23, 691 days recorded

On August 1, 1828, Tobias Walker of the Alewive neighborhood  just west of Kennebunk, Maine,  started a journal of his daily work.  He wrote every day until he died.

John Waterhouse was here building cellarway for outer cellar door.  
Jeremiah Lord was here finishing milk cellar and hanging doors.
Set out three fir trees at the end of the house. 
Mr. Waterhouse here, raised the building 
for to make dressing in, with the help of the hogs.
Moved the stove from the kitchen to the portch. (sic)
Bricked up the fireplace in the kitchen and sat up a Port stove.
Preparing the ground and getting in readiness .
Took down the old barn.
Digging for a cellar, ledgy and very hard digging, 
almost discouraging.
Finished painting the barn.  
Building a post and picket fence in front of the house.

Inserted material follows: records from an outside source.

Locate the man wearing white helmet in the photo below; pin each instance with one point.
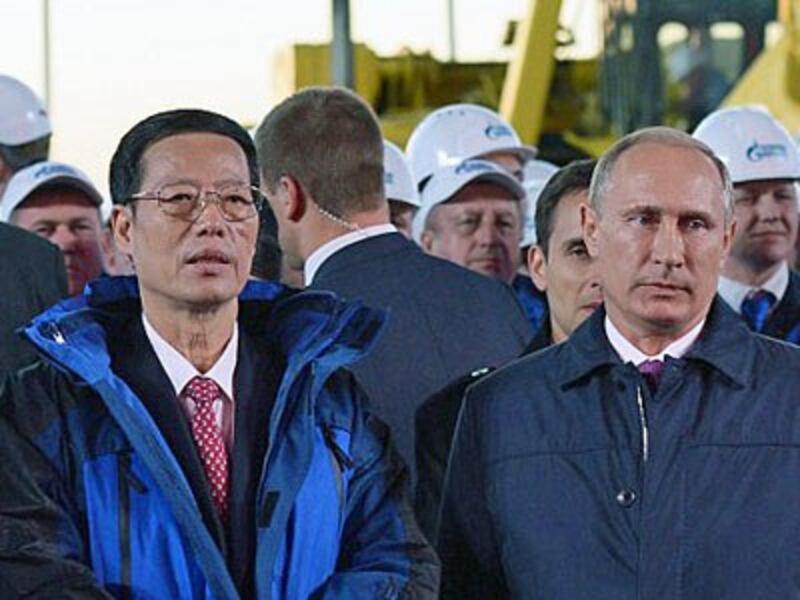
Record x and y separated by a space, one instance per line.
454 133
59 203
471 216
764 166
401 192
24 129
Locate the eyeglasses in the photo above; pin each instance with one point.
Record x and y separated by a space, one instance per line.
186 201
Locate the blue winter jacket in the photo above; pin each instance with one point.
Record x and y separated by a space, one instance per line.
76 521
570 480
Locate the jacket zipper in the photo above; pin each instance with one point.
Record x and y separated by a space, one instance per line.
340 461
642 422
123 488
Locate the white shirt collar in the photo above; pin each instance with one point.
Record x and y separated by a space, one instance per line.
324 252
734 292
180 370
630 353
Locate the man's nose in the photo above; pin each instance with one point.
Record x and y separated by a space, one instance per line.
211 219
767 208
64 238
668 244
487 233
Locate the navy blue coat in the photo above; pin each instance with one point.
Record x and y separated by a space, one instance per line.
444 321
32 278
561 485
784 321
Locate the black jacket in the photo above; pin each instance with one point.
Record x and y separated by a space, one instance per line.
444 321
434 425
784 321
32 278
569 479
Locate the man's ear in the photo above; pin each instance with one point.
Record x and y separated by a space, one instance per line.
122 227
590 224
729 231
294 198
537 267
426 240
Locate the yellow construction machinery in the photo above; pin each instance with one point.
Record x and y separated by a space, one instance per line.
661 63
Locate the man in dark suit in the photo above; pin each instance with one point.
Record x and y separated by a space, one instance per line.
33 278
565 274
188 435
764 164
321 158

His son Edwin kept the farm and the diary every day until he died.  And his grandson Daniel, too, until June 27, 1893 when he wrote:

Went to the village with butter.
Got 10 bushels of corn of Edm. Warren at 5-8 cts/bushel.
Got a rake and a scyth and ——— for haying.

He closed the book, set down the pen.   Daniel farmed thirty-three years more and never wrote again.


Days too much alike–
milk and stone and hay.
When all’s said and done,
they said all there was to say.

If they’re not farmers, why should they care?
and if they are,  they’ll know.
Meantime, there’s stock to feed,
meantime, there’s corn to grow.

Tobias Walker’s diary excerpts taken from Big House, Little House, Back House, Barn, by Thomas C. Hubka.